Debugging and Catalyst Replay

To simplify the process of debugging in-situ pipelines, catalyst now supports the serialization of conduit_nodes. During each API call, users can write the params argument of each API call out to disk. Then, using catalyst_replay, the nodes will be read back in, and each API call will be invoked again. This prevents users from needing to re-run their simulation when debugging.

Serializing Nodes and Writing to Disk

To use the catalyst_replay command, nodes must first be written to disk. The steps to do this are simple:

Set the environment variable CATALYST_DATA_DUMP_DIRECTORY to the directory where the node data for each API invocation should be saved.
Invoke the stub implementation in your custom API implementation.

This will write the conduit_node passed into the API call out to CATALYST_DATA_DUMP_DIRECTORY. The conduit_nodes are written out as .conduit_bin files. They will follow the general pattern <stage>_params.conduit_bin.<num_ranks>.<rank>, where:

<stage> is one of initialize, execute or finalize.
<num_ranks> is the number of MPI ranks that the simulation was run with.
<rank> is the 0 based index of the rank used to generate this file.

Files for the execute stage will also include the invocation number, since catalyst_execute can be called multiple times.
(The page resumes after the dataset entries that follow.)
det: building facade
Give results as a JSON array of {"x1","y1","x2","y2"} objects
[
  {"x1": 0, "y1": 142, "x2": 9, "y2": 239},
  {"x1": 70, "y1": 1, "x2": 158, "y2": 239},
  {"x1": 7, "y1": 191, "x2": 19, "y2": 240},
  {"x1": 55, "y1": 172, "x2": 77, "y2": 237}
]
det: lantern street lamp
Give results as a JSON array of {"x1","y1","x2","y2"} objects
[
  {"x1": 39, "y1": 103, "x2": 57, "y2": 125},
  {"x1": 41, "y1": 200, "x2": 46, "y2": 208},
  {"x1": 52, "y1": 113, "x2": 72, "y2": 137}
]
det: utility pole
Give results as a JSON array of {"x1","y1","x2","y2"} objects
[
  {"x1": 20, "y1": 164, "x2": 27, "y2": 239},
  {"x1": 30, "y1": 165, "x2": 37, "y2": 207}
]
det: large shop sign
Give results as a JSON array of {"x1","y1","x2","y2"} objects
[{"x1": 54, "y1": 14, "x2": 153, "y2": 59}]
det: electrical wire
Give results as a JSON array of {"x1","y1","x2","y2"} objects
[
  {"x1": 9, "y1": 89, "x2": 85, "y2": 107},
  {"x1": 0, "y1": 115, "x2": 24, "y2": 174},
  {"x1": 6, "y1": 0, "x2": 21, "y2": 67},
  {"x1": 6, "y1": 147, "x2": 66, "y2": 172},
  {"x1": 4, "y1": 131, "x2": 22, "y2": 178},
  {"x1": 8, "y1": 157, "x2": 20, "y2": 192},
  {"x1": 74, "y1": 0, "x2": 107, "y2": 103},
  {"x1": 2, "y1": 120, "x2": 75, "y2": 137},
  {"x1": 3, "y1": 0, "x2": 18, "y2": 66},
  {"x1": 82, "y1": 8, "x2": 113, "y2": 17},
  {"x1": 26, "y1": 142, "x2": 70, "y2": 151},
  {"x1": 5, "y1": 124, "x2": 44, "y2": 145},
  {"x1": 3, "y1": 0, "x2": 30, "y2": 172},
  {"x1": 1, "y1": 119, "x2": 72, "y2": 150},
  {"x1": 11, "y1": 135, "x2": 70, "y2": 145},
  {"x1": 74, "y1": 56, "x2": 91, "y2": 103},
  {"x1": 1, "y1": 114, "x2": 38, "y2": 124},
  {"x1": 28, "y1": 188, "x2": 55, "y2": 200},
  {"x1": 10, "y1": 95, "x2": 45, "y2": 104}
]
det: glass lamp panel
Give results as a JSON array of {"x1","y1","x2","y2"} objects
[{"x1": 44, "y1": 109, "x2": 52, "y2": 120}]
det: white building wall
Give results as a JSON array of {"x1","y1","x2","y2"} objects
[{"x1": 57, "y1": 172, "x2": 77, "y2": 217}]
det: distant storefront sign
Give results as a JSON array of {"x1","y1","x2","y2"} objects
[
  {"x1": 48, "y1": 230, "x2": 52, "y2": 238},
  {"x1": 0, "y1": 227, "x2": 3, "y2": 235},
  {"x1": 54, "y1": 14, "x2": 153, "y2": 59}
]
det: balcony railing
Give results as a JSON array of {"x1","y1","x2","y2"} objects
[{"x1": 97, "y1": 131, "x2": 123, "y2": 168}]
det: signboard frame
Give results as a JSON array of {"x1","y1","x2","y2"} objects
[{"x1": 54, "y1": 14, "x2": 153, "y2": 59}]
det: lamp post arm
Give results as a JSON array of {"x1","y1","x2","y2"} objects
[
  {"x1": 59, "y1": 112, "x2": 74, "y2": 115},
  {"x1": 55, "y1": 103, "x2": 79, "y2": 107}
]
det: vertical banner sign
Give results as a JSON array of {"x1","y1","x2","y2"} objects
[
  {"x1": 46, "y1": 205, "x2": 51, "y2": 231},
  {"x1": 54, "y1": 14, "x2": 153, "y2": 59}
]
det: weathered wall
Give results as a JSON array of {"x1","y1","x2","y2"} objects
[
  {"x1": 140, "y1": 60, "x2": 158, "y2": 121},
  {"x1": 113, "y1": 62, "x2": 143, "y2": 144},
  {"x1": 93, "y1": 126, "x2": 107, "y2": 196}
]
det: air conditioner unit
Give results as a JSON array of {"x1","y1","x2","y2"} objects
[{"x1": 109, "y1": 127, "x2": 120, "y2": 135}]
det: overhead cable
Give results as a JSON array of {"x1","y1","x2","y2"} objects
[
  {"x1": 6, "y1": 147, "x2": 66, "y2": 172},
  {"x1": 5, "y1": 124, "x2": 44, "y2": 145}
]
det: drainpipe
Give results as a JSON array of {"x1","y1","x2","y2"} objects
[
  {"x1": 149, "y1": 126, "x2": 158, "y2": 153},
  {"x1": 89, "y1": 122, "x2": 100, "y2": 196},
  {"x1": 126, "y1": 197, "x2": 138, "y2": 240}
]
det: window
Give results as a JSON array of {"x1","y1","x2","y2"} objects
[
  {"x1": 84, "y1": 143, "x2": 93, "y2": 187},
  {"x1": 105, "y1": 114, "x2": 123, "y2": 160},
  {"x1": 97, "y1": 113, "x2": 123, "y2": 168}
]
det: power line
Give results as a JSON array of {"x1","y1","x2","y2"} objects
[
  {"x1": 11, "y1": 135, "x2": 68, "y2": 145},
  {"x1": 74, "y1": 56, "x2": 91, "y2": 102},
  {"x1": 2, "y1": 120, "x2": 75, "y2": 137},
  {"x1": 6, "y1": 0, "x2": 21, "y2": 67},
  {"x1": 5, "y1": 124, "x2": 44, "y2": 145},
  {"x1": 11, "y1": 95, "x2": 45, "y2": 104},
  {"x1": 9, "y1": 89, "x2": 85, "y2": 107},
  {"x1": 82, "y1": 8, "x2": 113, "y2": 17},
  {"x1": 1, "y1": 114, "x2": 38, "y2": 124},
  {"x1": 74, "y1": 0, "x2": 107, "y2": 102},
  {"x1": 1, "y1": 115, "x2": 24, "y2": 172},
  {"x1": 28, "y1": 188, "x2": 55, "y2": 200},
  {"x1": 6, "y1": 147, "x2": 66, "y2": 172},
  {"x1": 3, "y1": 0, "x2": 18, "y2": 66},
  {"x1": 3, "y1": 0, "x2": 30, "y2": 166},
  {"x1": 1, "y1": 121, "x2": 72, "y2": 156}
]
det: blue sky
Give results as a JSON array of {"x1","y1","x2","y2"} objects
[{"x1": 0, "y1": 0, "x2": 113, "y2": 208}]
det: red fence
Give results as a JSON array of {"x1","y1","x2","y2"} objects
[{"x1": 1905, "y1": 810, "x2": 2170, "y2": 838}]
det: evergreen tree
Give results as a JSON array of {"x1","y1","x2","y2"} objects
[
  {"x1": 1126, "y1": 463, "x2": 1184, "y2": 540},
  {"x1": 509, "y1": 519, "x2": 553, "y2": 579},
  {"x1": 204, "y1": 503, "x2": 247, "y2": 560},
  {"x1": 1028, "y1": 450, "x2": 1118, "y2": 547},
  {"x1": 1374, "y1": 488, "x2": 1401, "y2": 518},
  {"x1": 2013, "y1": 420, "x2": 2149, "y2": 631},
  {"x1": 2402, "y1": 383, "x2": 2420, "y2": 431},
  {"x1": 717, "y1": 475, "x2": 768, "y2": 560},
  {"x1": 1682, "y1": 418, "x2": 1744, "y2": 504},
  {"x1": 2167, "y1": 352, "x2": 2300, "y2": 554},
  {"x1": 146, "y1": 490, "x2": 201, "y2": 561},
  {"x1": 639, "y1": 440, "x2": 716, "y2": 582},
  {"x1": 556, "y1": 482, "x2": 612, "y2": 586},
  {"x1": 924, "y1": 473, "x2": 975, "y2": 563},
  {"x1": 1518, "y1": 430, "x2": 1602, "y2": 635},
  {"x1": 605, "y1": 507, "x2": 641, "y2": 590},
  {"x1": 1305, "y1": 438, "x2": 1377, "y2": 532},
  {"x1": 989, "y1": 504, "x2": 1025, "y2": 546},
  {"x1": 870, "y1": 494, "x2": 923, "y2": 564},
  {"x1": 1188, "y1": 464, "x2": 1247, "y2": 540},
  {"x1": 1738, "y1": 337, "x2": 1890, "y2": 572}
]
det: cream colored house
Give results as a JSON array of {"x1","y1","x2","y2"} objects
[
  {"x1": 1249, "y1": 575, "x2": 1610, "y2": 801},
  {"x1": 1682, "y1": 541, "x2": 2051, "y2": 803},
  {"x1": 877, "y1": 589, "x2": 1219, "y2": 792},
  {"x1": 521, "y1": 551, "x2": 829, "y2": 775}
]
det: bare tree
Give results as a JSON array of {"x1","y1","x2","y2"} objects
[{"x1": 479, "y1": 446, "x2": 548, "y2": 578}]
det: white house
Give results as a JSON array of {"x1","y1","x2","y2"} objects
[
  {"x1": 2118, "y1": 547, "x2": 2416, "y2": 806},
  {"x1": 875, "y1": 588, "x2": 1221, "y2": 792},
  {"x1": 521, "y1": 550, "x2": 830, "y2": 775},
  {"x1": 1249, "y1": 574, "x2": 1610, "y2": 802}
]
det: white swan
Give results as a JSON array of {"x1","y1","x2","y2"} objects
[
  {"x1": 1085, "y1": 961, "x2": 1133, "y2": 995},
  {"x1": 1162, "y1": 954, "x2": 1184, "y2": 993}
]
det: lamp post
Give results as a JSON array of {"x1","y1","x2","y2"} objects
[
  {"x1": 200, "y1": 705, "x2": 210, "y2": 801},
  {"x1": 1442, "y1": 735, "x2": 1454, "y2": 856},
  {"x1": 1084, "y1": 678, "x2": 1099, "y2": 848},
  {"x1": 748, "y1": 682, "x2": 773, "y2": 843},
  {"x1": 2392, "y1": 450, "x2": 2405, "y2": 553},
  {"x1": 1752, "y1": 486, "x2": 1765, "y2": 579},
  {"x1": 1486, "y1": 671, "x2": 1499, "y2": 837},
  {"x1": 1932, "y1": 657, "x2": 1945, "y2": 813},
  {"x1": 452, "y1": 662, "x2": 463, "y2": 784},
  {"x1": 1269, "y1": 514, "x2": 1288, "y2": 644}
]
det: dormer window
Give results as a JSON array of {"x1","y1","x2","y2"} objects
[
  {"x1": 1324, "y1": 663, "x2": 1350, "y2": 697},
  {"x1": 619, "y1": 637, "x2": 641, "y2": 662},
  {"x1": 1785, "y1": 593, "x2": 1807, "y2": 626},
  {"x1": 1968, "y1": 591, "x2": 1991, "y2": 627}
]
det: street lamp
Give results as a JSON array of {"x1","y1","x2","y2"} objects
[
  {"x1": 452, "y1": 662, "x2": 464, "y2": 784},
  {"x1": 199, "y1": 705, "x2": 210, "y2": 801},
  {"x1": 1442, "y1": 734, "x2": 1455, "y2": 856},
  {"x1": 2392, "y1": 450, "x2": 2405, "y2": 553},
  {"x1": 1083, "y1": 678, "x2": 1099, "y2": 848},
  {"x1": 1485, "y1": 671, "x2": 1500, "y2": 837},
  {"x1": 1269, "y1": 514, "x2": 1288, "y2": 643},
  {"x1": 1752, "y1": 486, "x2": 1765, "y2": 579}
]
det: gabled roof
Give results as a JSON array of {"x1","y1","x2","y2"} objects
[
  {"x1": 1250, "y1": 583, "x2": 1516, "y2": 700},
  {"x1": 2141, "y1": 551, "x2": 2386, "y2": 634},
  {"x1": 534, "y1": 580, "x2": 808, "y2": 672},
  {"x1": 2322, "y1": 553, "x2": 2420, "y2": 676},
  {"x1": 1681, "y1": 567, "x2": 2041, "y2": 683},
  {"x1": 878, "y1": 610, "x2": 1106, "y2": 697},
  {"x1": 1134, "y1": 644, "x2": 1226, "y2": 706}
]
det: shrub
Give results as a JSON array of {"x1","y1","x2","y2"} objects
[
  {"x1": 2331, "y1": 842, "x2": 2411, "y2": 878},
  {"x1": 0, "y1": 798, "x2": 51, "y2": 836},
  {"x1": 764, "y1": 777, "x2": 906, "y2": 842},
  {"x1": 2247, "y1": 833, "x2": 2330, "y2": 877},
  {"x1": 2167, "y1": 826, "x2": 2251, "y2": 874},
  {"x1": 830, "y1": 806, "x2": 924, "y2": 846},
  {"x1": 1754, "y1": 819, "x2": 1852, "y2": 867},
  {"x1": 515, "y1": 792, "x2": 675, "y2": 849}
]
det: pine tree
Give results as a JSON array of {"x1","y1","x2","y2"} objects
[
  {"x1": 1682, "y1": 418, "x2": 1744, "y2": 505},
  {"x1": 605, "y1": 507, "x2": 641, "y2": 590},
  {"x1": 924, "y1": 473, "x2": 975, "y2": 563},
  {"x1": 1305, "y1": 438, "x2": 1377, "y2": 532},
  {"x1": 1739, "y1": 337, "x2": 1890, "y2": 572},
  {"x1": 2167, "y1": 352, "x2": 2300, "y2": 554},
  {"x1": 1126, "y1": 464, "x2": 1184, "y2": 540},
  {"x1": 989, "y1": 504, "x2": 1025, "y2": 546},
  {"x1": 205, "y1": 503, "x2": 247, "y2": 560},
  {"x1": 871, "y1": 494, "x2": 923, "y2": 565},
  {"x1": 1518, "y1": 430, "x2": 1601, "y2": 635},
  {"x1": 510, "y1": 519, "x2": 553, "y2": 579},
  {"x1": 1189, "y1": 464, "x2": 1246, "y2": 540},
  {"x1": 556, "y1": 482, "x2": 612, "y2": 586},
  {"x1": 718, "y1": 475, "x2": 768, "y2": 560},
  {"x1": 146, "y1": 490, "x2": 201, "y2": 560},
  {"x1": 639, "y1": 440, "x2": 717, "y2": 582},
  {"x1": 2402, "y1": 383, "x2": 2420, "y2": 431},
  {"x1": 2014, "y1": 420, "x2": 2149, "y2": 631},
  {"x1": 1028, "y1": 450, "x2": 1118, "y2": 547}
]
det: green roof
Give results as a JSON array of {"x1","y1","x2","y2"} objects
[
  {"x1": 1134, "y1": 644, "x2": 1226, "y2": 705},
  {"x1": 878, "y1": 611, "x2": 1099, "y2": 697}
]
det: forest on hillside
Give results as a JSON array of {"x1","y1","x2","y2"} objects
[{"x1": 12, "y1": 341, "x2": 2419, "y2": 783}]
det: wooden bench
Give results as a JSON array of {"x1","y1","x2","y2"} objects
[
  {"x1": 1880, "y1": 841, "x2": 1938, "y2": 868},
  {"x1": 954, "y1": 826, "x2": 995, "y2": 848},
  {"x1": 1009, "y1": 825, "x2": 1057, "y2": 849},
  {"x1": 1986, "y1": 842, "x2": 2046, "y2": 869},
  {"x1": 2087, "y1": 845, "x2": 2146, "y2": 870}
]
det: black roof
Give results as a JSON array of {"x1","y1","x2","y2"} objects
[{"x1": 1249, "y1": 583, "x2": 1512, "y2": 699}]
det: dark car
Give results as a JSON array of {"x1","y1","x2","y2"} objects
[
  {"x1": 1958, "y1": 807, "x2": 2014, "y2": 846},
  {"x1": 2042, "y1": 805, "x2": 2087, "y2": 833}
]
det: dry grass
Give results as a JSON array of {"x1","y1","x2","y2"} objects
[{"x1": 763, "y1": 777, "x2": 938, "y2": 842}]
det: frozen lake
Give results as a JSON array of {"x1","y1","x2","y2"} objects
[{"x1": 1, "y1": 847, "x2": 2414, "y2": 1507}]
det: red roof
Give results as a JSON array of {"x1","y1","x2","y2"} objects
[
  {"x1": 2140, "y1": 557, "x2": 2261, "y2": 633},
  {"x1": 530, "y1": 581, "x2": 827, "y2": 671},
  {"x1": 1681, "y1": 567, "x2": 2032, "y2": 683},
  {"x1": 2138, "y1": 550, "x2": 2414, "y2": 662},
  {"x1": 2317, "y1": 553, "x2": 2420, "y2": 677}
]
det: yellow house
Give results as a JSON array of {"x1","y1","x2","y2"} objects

For example, execute_invc0_params.conduit_bin.2.1 would contain the params passed into the 0th invocation of catalyst_execute, which was called by 2nd of two ranks (since rank indices are 0-indexed).

Replaying API Calls with catalyst_replay

After the node data has been written out to disk, the catalyst_replay command can be used to read the node data back into memory and execute the same API calls. Find the catalyst_replay executable in the RUNTIME_OUTPUT_DIRECTORY generated by CMake (this is usually bin/). Run catalyst_replay with the same number of MPI ranks as the simulation used to generate the data, and pass the value of CATALYST_DATA_DUMP_DIRECTORY as a command-line argument. This invoke each API method with the corresponding node data. For an example, see the examples/replay directory.